It’s only cost reduction, and other Lean myths
With consumers still holding back and the U.S. economy showing only glimmers of positive movement forward, now could be exactly the right time to make the Lean manufacturing changes your company needs. But first you have to understand what Lean is and isn’t. That is a key message of Steve Cook, a former Dell Computer supply chain executive and newly appointed chief operating officer of MFG.com, an online marketplace for the sourcing of parts and manufacturing services.
"To be successful with Lean," said Cook, "you need a burning platform." Cook spent 7 years as an electrical engineer and pilot in the Navy before joining Dell Computer Corp. for more than a decade of manufacturing operations management and supply chain leadership. His "burning platform" had been Dell’s least-utilized desktop computer assembly plant, which clearly had too much capacity at a time when laptop computer sales were surging ahead of desktop sales and plant closings were imminent.
Cook led a successful brownfield Lean conversion of the plant, and said he learned a lot in the process. The result was so successful, in the end his plant was the only one still making desktop units when Dell’s corporate plans were complete. What Cook learned was that there are a lot of myths about Lean manufacturing that need to be overcome for manufacturing to be successful now.
Myth #1: Lean = Job Cuts
"If done well, Lean initiatives are less a cost-cutting exercise and more a growth exercise," said Cook. Success if dependent on the entire team, and individuals need to know they’re performing Lean activities to help the company grow, not to engineer themselves out of a job. "If there’s not a commitment to the team, the team won’t be committed to implementation," he said.
Myth #2: Lean = Doing More with Less
Lean is about doing more to get more, knowing that reducing waste is a growth strategy, a way to help the company be more competitive, Cook said.
Myth #3: Lean = a Cost Reduction Strategy
While Lean initiatives clearly involve reducing costs, "it’s a myth if it’s the reason why you’re doing Lean," emphasized Cook. "The underpinning of Lean must be about making the organization more successful." Manufacturers must understand the customer value stream, understand what customers are willing to pay for, he added.
Successful Lean has to be about more than the myths, said Cook. Successful companies "engage the entire team, look at tasks through customers’ eyes, and use those insights to grow the business." Looking through the customers’ eyes means taking the point of view of both internal and external customers, he said, which often have different needs.
"Lean is about embracing change and realizing that change itself is a competitive advantage. Change is the lifeblood of an organization," said Cook. Lean is "also about the people, [who can be resistant to change]. Let people learn about Lean, and constantly be willing to listen. Focus on the whole team, and the whole organization," he added.
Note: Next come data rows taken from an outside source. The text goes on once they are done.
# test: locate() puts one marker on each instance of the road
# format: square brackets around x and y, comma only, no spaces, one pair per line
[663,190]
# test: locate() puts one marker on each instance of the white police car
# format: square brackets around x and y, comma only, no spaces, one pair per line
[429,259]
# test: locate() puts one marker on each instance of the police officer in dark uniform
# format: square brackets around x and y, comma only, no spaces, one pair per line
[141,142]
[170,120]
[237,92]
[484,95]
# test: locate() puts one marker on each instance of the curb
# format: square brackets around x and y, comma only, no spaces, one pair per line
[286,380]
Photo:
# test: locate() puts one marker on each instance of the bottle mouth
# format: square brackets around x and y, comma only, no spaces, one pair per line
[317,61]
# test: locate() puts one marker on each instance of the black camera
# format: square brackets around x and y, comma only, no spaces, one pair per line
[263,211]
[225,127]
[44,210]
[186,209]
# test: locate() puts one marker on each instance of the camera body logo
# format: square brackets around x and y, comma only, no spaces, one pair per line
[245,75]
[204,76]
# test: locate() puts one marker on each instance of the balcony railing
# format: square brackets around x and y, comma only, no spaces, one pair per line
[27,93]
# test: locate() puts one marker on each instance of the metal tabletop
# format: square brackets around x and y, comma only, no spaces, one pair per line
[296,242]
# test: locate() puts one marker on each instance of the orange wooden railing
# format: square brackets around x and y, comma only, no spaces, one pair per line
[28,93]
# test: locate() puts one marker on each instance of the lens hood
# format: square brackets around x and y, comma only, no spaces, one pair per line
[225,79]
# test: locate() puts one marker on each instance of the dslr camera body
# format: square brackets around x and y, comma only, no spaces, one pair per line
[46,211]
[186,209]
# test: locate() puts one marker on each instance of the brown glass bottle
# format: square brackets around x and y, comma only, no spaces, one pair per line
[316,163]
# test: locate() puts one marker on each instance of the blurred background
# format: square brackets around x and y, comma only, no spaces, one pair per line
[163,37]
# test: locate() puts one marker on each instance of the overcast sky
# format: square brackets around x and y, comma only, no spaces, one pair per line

More than 100,000 buyers to in North America, from companies ranging from Kimberly Clark to local start ups, use MFG.com to enable their own Lean initiatives. Cook spoke at a Chicago-area gathering of MFG.com users and prospects. He said he joined the company in May 2009 in part because the Lean efforts at Dell showed him how much waste elimination was possible.
"In most manufacturing environments, 65% utilization is breaking even, if you’re lucky. Ninety percent utilization means you’re doing well," Cook said. MFG.com connects buyers and suppliers electronically in a collaborative environment that supports optimum utilization for all making the purchasing process more efficient, he added.
That means purchasers can lower costs and ensure availability of product-a crucial that balance that must be struck by every Lean initiative-which goes back to the myth that Lean is only about cost cutting.
"We had a saying at Dell," said Cook. "You’ll get beat up for high cost, but you’ll get fired for quality/availability issues."